Intermediary transaction http://www.aliyun.com/zixun/aggregation/6858.html ">seo diagnose Taobao guest cloud host technology Hall
The role of data analysis Needless to say, in the Web site operations, network promotion and other aspects of the need for data analysis as a support, the so-called MA not move, data first, data analysis is our network to promote the need to master the skills. 28 Push public Service Training 2nd task is data collection and analysis, through the observation of students in the process of data analysis and the final data, found that the most likely to make a few mistakes, this also help you to sum up.
1. No clear analysis of the purpose of the data
We have to analyze a data, first of all to clear their own purposes, why to collect and analyze such a data, but also only clear the purpose of the next to be able to grasp what data should be collected, how to collect data, what data should be analyzed.
2, no reasonable time to arrange
Data analysis should be reasonable to arrange the time, General 11545.html "> We have a few steps to collect data >> collate data >> analysis data >> Landscaping form, before doing this, we have to estimate how long each step will take, Which step is more important, you need to spend more time and so on, before you start to collect data to plan, and then in the process of operation in the time required to complete each step.
3, heavy collection Light analysis
28 Push training Many students have made such a mistake, the task of the time for 3 weeks, but spent two weeks to collect data, and finally there is no time to analyze, close to the last hand to make a lack of analysis of the data. Data analysis should focus on analysis, should be the fastest speed collection of data, have more time to collate and analysis, the final analysis of the data is the most valuable.

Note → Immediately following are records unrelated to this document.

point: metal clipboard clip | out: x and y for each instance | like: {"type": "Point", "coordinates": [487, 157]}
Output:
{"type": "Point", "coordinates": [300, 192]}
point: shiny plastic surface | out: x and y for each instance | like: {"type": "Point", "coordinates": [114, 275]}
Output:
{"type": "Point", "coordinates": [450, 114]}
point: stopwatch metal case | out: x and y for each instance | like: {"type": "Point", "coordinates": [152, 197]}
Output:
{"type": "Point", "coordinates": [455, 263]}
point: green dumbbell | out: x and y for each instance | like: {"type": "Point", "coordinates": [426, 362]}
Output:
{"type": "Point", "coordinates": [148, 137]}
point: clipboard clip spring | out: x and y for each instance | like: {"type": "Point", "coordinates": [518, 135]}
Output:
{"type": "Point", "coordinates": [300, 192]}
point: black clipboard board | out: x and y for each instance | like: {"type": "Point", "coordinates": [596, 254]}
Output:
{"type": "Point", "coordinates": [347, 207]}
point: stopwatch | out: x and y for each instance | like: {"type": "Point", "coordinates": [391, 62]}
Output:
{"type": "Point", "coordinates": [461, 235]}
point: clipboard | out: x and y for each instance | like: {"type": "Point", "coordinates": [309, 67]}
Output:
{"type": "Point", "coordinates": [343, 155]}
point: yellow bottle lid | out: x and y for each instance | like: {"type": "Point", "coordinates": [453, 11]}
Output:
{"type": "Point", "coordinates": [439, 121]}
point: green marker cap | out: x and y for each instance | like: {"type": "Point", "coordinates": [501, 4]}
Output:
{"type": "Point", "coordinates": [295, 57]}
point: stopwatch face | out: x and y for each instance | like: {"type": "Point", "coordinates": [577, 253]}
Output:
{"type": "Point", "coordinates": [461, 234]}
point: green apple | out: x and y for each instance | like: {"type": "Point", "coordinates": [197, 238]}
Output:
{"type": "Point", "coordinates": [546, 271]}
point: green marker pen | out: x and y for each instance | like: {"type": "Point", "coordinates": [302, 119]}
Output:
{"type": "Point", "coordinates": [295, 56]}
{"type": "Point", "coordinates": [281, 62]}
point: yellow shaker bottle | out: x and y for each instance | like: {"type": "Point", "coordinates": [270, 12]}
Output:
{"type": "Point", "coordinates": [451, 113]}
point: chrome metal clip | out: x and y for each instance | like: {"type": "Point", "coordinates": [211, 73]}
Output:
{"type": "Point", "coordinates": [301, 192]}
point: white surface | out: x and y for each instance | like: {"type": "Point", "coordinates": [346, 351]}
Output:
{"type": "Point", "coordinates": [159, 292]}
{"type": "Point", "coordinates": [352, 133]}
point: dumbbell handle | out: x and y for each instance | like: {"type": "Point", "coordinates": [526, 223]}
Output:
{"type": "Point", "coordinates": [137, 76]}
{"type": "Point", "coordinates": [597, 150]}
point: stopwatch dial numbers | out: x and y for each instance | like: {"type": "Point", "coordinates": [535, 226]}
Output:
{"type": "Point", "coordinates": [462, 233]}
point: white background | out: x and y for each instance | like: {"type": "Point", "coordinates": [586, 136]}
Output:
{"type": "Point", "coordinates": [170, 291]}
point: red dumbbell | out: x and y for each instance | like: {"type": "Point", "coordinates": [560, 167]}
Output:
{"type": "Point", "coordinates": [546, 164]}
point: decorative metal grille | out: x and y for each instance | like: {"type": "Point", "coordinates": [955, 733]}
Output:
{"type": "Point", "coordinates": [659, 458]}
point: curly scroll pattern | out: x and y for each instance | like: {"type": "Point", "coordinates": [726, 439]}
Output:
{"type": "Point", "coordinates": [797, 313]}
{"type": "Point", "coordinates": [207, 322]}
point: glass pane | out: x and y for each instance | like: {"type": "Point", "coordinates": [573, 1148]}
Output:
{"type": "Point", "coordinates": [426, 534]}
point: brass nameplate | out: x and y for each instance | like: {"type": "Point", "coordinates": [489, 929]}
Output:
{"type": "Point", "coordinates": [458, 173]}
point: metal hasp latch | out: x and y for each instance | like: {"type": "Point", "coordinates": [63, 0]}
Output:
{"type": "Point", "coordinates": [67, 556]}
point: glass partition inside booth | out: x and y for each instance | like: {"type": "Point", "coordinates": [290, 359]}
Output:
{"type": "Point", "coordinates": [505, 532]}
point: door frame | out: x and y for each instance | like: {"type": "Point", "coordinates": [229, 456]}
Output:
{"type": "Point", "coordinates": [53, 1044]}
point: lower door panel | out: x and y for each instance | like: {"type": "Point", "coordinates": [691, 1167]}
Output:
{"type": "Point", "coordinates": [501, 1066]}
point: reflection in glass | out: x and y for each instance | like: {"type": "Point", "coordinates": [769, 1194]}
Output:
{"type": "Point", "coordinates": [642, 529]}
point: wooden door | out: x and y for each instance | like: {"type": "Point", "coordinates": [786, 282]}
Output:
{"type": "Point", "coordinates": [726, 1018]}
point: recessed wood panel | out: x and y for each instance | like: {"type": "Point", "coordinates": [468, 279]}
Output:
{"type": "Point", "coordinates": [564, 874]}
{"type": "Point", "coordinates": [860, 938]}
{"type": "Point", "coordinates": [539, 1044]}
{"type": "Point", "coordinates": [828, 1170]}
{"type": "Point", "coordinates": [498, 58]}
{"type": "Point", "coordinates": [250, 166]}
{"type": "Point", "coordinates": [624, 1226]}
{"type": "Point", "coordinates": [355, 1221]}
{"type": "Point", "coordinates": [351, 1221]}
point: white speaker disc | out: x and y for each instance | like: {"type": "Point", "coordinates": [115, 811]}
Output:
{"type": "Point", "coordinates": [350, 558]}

4, too much data collection, resulting in inability to collate and analysis
When we start to collect data, it is easy to make a mistake is to see what content is more in line with the collection, such a situation is more and more data, the document in the table more and more, to the last look, they are dizzy, how to finish and analysis Ah! In fact, we have to have a standard when we collect data, What kind of data we need, what data is not eligible, make a preliminary judgment, so that you can reduce the amount of work in the back finishing.

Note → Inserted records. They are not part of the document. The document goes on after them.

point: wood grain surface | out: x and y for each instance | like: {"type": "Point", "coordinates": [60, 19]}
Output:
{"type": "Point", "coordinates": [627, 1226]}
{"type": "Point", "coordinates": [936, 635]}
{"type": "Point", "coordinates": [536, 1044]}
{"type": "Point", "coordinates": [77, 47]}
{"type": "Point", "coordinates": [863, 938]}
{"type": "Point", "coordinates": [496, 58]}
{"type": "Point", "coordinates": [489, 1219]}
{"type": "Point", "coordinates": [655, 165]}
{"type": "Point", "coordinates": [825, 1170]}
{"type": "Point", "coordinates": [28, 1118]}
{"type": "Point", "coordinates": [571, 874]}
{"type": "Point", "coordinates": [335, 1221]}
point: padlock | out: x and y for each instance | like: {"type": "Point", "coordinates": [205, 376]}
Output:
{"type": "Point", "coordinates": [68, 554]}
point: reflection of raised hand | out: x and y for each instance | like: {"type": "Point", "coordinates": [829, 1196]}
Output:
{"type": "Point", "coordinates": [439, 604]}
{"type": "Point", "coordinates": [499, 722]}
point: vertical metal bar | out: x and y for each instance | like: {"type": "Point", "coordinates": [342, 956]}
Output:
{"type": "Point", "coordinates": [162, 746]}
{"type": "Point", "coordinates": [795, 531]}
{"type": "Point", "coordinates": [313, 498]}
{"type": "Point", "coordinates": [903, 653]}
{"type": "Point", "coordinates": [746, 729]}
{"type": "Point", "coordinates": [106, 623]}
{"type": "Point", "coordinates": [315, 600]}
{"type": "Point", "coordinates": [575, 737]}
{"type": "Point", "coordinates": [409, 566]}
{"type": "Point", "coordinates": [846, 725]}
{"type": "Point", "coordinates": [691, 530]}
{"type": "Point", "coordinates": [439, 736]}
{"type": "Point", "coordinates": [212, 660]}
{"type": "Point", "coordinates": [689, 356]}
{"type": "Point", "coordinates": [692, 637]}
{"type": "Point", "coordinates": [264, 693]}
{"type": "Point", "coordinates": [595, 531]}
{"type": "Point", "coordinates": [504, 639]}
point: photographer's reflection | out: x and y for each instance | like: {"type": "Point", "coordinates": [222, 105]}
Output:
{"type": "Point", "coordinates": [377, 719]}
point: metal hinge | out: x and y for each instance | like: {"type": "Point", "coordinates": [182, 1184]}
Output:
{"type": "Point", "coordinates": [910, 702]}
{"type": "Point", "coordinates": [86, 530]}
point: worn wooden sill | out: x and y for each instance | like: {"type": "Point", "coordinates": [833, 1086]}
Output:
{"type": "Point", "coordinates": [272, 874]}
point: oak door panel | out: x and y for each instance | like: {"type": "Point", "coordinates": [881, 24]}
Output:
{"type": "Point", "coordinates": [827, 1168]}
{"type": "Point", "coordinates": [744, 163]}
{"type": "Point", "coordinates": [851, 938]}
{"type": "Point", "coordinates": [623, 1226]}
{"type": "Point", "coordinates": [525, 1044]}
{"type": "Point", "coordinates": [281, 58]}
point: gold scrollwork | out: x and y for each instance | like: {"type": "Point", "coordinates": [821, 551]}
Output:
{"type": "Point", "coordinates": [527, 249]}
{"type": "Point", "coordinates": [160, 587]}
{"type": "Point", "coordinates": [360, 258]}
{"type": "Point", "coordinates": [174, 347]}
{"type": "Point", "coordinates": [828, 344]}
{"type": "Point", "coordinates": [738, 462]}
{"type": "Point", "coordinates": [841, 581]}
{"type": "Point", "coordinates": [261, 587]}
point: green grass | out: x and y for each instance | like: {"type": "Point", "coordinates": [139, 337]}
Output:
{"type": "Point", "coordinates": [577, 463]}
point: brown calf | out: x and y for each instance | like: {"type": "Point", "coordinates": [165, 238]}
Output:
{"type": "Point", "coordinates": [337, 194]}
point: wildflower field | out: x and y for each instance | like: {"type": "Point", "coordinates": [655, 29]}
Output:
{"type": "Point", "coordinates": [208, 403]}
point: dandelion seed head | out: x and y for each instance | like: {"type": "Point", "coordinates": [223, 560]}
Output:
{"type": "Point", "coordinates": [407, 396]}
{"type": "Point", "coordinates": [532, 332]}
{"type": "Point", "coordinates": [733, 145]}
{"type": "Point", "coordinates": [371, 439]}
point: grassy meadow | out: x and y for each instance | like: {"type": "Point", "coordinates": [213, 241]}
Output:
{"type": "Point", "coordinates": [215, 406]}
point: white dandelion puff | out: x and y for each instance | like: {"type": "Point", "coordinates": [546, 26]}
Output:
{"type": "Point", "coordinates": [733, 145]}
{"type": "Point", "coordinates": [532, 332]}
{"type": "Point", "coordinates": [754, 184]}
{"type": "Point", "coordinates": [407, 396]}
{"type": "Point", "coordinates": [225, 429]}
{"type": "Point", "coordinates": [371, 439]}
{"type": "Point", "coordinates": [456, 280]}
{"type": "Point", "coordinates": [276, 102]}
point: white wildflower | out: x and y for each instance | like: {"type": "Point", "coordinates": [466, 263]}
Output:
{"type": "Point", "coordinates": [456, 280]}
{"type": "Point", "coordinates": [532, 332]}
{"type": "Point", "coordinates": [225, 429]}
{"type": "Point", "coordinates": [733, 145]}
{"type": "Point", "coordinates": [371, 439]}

5, do not know what data analysis
This is a more common problem, after collecting data do not know which projects to analyze, which data points to reflect the purpose of analysis. In fact, this is also said the purpose is not clear, it is not clear why to collect this data, this data is used for what use, there will be no criteria, there is no way to find the main points of data. For example, we want to analyze the top ten online travel sites, it is necessary to know what kind of travel site is the best, the best online travel site should have what conditions, these conditions listed, and then according to the conditions to collect the data of the site, and finally meet all the conditions of the site is one of the best travel site.

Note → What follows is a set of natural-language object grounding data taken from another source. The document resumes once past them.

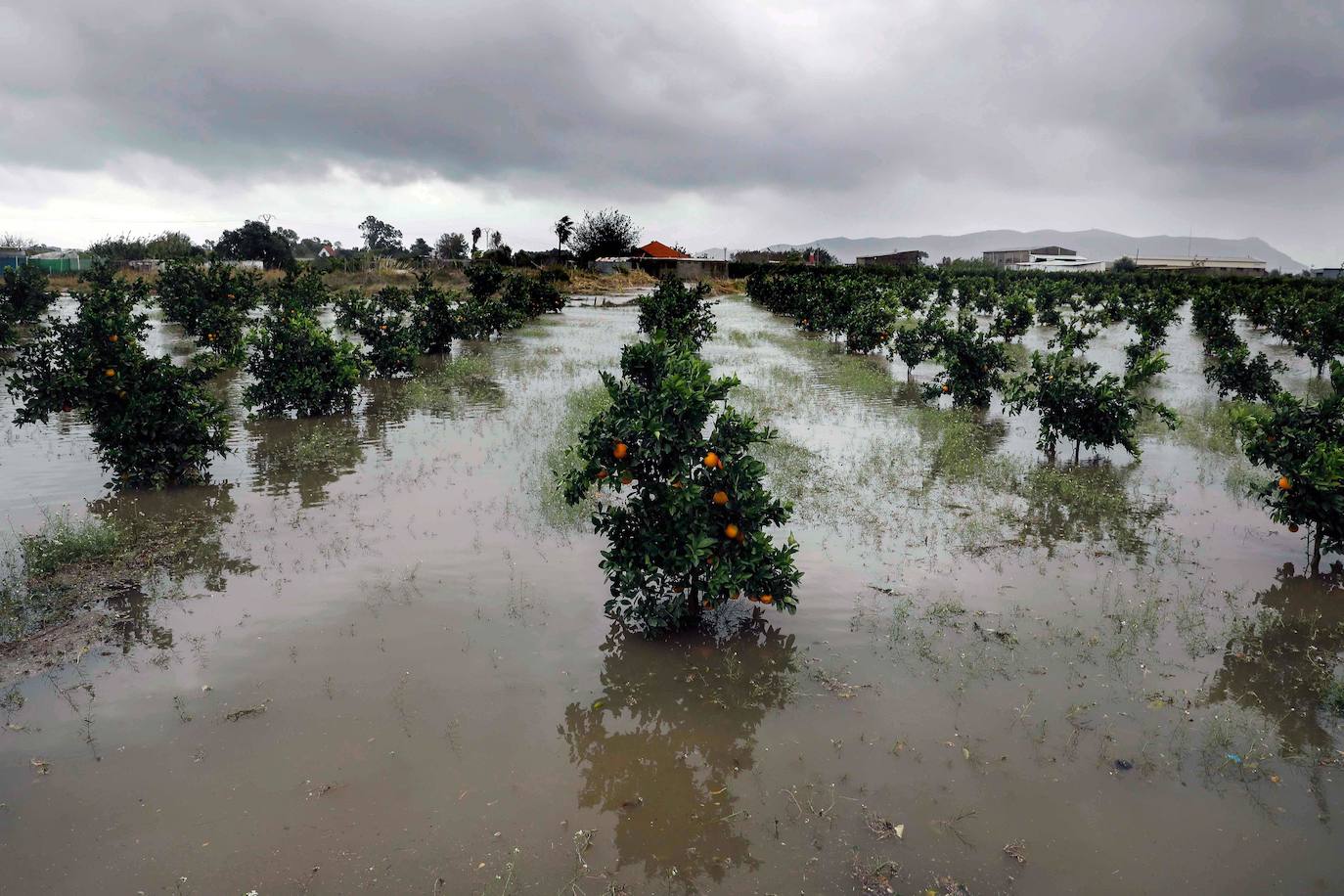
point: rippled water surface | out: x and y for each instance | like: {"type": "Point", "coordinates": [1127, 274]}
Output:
{"type": "Point", "coordinates": [1006, 676]}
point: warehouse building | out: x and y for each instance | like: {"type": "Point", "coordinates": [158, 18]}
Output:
{"type": "Point", "coordinates": [909, 258]}
{"type": "Point", "coordinates": [1006, 256]}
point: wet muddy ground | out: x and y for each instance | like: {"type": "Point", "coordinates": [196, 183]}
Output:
{"type": "Point", "coordinates": [378, 661]}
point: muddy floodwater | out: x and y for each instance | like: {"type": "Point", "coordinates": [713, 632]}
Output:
{"type": "Point", "coordinates": [380, 662]}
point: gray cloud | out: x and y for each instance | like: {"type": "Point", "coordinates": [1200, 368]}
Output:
{"type": "Point", "coordinates": [653, 98]}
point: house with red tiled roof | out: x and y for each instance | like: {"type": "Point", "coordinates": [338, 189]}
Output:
{"type": "Point", "coordinates": [658, 250]}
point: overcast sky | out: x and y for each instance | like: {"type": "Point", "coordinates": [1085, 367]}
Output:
{"type": "Point", "coordinates": [732, 122]}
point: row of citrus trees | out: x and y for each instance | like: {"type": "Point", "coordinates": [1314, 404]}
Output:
{"type": "Point", "coordinates": [679, 495]}
{"type": "Point", "coordinates": [966, 321]}
{"type": "Point", "coordinates": [157, 424]}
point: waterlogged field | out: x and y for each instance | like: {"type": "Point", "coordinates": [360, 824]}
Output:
{"type": "Point", "coordinates": [371, 655]}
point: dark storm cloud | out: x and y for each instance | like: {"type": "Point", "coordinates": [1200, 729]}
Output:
{"type": "Point", "coordinates": [687, 96]}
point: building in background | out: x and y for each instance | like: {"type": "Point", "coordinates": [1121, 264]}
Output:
{"type": "Point", "coordinates": [11, 256]}
{"type": "Point", "coordinates": [61, 262]}
{"type": "Point", "coordinates": [1069, 263]}
{"type": "Point", "coordinates": [908, 258]}
{"type": "Point", "coordinates": [658, 250]}
{"type": "Point", "coordinates": [1197, 263]}
{"type": "Point", "coordinates": [1006, 256]}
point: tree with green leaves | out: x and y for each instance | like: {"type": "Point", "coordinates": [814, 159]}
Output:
{"type": "Point", "coordinates": [563, 230]}
{"type": "Point", "coordinates": [689, 516]}
{"type": "Point", "coordinates": [386, 326]}
{"type": "Point", "coordinates": [212, 302]}
{"type": "Point", "coordinates": [1081, 405]}
{"type": "Point", "coordinates": [24, 297]}
{"type": "Point", "coordinates": [450, 247]}
{"type": "Point", "coordinates": [680, 312]}
{"type": "Point", "coordinates": [155, 424]}
{"type": "Point", "coordinates": [1301, 443]}
{"type": "Point", "coordinates": [255, 241]}
{"type": "Point", "coordinates": [603, 234]}
{"type": "Point", "coordinates": [295, 364]}
{"type": "Point", "coordinates": [381, 238]}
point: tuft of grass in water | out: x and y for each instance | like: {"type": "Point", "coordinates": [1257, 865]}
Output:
{"type": "Point", "coordinates": [581, 406]}
{"type": "Point", "coordinates": [1204, 427]}
{"type": "Point", "coordinates": [62, 542]}
{"type": "Point", "coordinates": [1333, 696]}
{"type": "Point", "coordinates": [28, 596]}
{"type": "Point", "coordinates": [457, 381]}
{"type": "Point", "coordinates": [859, 375]}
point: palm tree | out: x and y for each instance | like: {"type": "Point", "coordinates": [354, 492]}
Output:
{"type": "Point", "coordinates": [563, 227]}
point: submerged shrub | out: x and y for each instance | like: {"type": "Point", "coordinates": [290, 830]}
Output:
{"type": "Point", "coordinates": [24, 297]}
{"type": "Point", "coordinates": [386, 326]}
{"type": "Point", "coordinates": [1080, 405]}
{"type": "Point", "coordinates": [682, 313]}
{"type": "Point", "coordinates": [154, 422]}
{"type": "Point", "coordinates": [212, 302]}
{"type": "Point", "coordinates": [1303, 445]}
{"type": "Point", "coordinates": [295, 364]}
{"type": "Point", "coordinates": [687, 514]}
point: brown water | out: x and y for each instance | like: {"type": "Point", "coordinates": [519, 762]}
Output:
{"type": "Point", "coordinates": [1107, 669]}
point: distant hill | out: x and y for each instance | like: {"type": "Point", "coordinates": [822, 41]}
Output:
{"type": "Point", "coordinates": [1096, 245]}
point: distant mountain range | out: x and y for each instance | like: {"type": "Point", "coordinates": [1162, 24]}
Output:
{"type": "Point", "coordinates": [1096, 245]}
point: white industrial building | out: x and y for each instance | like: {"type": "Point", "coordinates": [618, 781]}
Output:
{"type": "Point", "coordinates": [1043, 262]}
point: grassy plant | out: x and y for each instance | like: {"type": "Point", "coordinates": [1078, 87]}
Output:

6, the form is not beautiful, not clear
We do data analysis is generally used in Excel table records, a beautiful and clear table not only allows us to clearly see the focus of the data, to facilitate the search for the data, we collect data in the process, we can improve the collection and analysis of data efficiency. Excel is not skilled students, suggest to find more tutorials, and then more practice, and finally get a beautiful data, they look comfortable.
7, can not adhere to
Data collection and analysis is a very stuffy work, whether it is to collect or analyze, a large number of data, often let people do not feel the clue, the more data, collation analysis of the more trouble, the more easy to make people irritable, will not stick to the halfway. Therefore, do a good job of the above 6 points, that is, clear goals, reasonable timing, grasp the key, know how to choose Data, make exquisite forms, can make you easier to complete the collection and analysis of data.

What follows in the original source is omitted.